Millikan receives $16 a month in food stamps. “If I lose it, I lose more than just $16,” she says. Food stamps are a gateway program in many states. Once she is on food stamps, Millikan is also able to obtain state aid to help pay for her cellphone bill and for retraining. She currently attends night school to earn an associate’s degree in accounting.

Rick Quinn voted for Trump in Michigan on the hope that a billionaire businessman could help little guys like him. In a span of five years, Quinn has fallen out of the middle class. He used to earn $40 an hour with good benefits as an engineer at one of the Big Three auto companies in Detroit. His job was nonunion, and he lost it at 55. He has had a string of jobs since, each one paying a lower wage. Today he earns just $10 an hour as a security guard, a little more than Michigan’s $8.90 minimum wage.

“I’m struggling pretty heavily,” Quinn says. He thinks part of the problem is his age. He’s 59 now, with a head of white hair, and feels employers won’t give him a chance. “The economy is strong for some people, but not for older men and women.”

Quinn and his wife went from being the people who donate to charity to being the ones who sometimes need aid. The savings he and his wife built up for years is gone. They moved into a smaller house. They drive cars that are so old the heat no longer works in one of them, a problem in the frigid Michigan winters. The hospital hounds them for payments for operations they both needed recently. They don’t go to the doctor anymore. But the worst part by far is no longer being able to help their grandchildren financially, especially the one with spina bifida.

“We are still not at the point where we can make all the payments we need to every month,” Quinn says. They could get by on $20 an hour, but not $10. He hopes that Trump and Congress pass a tax bill soon.

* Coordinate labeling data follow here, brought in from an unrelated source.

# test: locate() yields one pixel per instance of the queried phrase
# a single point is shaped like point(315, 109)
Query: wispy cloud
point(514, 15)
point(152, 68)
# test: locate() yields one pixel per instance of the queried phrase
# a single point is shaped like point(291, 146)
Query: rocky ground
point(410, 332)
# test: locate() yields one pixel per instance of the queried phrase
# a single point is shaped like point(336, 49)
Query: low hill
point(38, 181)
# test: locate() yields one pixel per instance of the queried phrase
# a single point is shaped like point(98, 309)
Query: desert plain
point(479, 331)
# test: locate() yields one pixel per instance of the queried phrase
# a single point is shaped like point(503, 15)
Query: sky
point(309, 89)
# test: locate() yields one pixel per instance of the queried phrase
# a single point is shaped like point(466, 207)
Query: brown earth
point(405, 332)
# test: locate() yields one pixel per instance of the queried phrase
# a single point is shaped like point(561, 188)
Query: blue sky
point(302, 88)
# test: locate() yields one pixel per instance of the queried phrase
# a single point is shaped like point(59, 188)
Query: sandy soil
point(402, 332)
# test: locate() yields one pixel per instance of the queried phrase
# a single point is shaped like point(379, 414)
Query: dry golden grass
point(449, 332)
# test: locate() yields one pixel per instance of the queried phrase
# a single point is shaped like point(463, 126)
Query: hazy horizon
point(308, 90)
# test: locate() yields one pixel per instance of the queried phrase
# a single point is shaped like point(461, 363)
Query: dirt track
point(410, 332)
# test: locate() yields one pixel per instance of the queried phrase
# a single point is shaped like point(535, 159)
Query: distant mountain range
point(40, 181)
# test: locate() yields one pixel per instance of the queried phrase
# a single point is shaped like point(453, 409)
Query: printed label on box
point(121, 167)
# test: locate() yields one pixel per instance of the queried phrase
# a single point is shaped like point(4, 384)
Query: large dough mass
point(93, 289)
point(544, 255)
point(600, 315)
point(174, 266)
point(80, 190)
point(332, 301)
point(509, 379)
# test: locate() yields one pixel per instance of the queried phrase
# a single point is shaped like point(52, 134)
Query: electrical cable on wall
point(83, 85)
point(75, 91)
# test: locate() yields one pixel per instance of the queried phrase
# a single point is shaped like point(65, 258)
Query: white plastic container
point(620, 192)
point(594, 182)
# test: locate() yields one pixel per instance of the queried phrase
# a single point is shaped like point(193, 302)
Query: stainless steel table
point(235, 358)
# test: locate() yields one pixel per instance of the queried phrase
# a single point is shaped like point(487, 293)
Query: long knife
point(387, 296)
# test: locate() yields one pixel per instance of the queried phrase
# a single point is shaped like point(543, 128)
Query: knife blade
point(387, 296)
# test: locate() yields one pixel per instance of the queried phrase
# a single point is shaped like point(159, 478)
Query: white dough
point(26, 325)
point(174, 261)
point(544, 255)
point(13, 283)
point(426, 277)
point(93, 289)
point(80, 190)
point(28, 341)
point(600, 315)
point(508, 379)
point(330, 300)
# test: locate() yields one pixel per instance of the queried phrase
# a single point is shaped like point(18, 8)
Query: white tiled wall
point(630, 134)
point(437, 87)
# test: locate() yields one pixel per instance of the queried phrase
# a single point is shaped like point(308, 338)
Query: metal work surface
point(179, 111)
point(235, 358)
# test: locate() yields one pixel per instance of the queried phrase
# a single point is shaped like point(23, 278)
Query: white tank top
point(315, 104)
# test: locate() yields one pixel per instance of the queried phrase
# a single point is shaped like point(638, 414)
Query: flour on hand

“If these tax cuts take place, I think it will be a big boom,” he predicts.

A Christian, he prays any tax cuts motivate companies to hire older workers, too.

Getting wages up is the unfinished business of this economic recovery. It will be a defining test for President Trump. His two predecessors — George W. Bush and Barack Obama — were not able to lift wages substantially.

“The real measure of success for Trump is what happens to wages,” says Gould.